Speeding up the 'Puzzle' Benchmark a 'Bit'

Henry G. Baker
Nimble Computer Corporation, 16231 Meadow Ridge Way, Encino, CA 91436
(818) 986-1436 (818) 986-1360 (FAX)
Copyright (c) 1992 by Nimble Computer Corporation

We show how Baskett's "Puzzle" benchmark can be speeded up at least an order of magnitude by utilizing bit-vectors. Unlike many optimization techniques, the use of bit-vectors enhances the readability and understandability of the code. Since bit-vectors already utilize word-wide parallelism, it is unlikely that parallel processors will be able to solve the problem much faster.

A. INTRODUCTION

Baskett's "Puzzle" benchmark has been used for almost a decade for the evaluation of hardware architectures, and was included in the "Gabriel" suite of Lisp benchmarks [Gabriel85]. "Puzzle" solves a 3-dimensional packing problem by attempting to pack pieces of 4 different types into a 5x5x5 cube. The class of such packing problems is closely related to the "bin-packing" and "knapsack" problems of complexity theory, which are known to be NP-complete [Baase78]. Thus, while it is unlikely that clever programming will allow us to escape the asymptotic exponential behavior of these problems, it can gain us some very real performance improvements.

It is worth studying packing problems because of their ubiquity in the real world. In addition to the obvious examples from business--e.g., freight loading--there are similarities with real problems in biochemical bonding.

The standard version of Puzzle found in the Gabriel benchmark suite is an embarrassment for the Lisp language because its implementation prefers hacking Fortran-like arrays instead of exploiting Common Lisp's rich set of datatypes and functions [Steele90] to solve the problem in a natural and efficient manner. In particular, the standard Gabriel Puzzle does not take advantage of Common Lisp's excellent bit-vector capabilities [Baker90].

We show how the use of bit-vectors in Common Lisp can speed up "Puzzle" by at least an order of magnitude, and these techniques allow us to achieve on a workstation (80860-based OKIstation(TM)) a speed of 8.3 times the Cray-1 on the old benchmark.

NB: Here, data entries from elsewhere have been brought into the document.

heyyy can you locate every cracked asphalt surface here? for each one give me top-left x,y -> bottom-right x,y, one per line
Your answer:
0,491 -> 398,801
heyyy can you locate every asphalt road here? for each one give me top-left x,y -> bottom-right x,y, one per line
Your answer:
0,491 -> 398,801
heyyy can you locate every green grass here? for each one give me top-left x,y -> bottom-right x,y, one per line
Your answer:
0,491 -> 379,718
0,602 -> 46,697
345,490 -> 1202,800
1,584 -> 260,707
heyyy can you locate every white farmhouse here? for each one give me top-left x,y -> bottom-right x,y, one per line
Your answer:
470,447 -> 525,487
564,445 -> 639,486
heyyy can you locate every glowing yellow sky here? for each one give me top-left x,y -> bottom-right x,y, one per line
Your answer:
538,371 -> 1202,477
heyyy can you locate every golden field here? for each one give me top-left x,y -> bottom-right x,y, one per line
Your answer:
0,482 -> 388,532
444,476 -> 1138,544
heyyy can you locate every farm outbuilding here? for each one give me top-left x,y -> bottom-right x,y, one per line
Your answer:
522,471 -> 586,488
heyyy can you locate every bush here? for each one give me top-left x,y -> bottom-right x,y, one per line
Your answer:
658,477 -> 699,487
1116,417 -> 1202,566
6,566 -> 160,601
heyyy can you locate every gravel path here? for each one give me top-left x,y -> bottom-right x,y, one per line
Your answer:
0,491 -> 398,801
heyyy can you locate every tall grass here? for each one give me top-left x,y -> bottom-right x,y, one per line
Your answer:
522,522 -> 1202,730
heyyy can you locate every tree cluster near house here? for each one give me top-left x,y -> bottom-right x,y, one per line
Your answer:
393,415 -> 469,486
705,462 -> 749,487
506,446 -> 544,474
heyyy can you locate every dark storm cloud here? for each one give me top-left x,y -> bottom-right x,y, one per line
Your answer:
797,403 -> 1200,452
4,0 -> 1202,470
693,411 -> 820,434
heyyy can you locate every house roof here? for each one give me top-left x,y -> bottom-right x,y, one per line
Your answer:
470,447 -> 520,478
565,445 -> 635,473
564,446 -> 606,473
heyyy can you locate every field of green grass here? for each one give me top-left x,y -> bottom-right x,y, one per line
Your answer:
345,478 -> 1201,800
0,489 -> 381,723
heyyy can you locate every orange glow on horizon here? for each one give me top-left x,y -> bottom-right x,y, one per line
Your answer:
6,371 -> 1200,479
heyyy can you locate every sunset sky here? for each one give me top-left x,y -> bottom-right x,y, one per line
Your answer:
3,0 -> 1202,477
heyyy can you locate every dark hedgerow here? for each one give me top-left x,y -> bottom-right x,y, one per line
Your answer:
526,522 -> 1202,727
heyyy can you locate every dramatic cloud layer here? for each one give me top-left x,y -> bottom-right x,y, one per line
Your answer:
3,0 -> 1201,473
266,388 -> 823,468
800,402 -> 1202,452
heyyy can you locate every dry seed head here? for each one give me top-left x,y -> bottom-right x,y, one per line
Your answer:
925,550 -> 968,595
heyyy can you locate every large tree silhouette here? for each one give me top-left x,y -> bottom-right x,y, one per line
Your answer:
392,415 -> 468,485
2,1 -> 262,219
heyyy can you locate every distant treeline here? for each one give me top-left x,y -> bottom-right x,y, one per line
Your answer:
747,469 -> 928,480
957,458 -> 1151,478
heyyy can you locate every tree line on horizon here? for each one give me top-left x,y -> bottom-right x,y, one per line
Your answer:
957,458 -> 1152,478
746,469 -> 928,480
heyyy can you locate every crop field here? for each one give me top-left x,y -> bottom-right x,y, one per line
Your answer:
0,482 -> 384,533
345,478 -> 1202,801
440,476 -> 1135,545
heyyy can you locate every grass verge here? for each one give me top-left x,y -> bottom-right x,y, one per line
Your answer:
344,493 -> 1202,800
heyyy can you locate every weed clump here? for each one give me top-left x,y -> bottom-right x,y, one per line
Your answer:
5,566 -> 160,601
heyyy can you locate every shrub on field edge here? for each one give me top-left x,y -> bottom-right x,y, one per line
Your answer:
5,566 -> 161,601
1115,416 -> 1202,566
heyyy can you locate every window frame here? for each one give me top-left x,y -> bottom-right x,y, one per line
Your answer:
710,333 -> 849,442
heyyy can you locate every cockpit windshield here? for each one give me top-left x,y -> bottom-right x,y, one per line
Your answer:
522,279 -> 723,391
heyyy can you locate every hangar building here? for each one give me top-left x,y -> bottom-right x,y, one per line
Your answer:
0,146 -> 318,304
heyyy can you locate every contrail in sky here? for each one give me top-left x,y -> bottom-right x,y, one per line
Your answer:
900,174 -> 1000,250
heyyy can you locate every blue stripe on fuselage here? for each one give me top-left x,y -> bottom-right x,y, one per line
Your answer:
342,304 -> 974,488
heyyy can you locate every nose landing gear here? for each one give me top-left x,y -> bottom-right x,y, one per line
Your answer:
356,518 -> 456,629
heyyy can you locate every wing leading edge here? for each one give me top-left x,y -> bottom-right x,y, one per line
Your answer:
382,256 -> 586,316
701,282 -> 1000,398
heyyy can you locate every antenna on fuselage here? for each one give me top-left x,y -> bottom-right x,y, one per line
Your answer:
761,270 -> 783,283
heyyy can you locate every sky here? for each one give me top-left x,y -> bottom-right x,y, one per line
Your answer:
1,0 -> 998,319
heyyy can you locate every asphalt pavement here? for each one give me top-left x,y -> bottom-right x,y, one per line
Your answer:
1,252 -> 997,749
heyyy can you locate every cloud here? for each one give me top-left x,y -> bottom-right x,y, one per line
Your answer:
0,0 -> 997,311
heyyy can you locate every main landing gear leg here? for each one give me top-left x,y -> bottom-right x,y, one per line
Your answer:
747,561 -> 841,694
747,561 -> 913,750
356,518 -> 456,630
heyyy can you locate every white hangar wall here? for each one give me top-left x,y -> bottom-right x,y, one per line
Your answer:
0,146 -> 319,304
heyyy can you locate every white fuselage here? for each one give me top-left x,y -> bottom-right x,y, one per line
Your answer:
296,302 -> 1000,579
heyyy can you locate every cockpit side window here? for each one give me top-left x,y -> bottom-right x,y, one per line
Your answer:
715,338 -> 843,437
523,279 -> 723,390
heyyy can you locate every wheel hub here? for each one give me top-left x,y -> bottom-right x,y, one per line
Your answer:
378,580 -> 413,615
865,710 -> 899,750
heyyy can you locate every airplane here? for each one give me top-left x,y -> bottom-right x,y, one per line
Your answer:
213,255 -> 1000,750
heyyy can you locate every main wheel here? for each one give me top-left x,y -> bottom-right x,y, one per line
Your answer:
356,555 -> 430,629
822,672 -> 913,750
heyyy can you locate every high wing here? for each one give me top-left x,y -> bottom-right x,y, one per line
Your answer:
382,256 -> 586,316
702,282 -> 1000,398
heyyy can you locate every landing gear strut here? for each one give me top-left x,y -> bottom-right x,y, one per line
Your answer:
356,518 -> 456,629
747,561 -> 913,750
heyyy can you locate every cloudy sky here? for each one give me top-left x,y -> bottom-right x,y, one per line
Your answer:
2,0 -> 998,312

B. THE STANDARD PUZZLE BENCHMARK

The standard Gabriel code for Puzzle solves the problem by "pre-rotating" all of the different puzzle pieces, so that these rotations do not have to be performed during the actual combinatorial search. Thus, each piece "class" has a number of different piece "types" which result from different rotations of the pieces. For example, the 4x2x1 piece has 6 distinct rotations, while the 2x2x2 piece has only 1. The 5x5x5 puzzle cube itself is represented as a section of an 8x8x8 cube of Boolean values, while the various piece types (rotations) are represented as a vector of Boolean values which is in correspondence with the representation of the puzzle itself. By embedding a 5x5x5 cube within an 8x8x8 cube, a "border" is created which makes sure that the pieces stay within the 5x5x5 boundaries.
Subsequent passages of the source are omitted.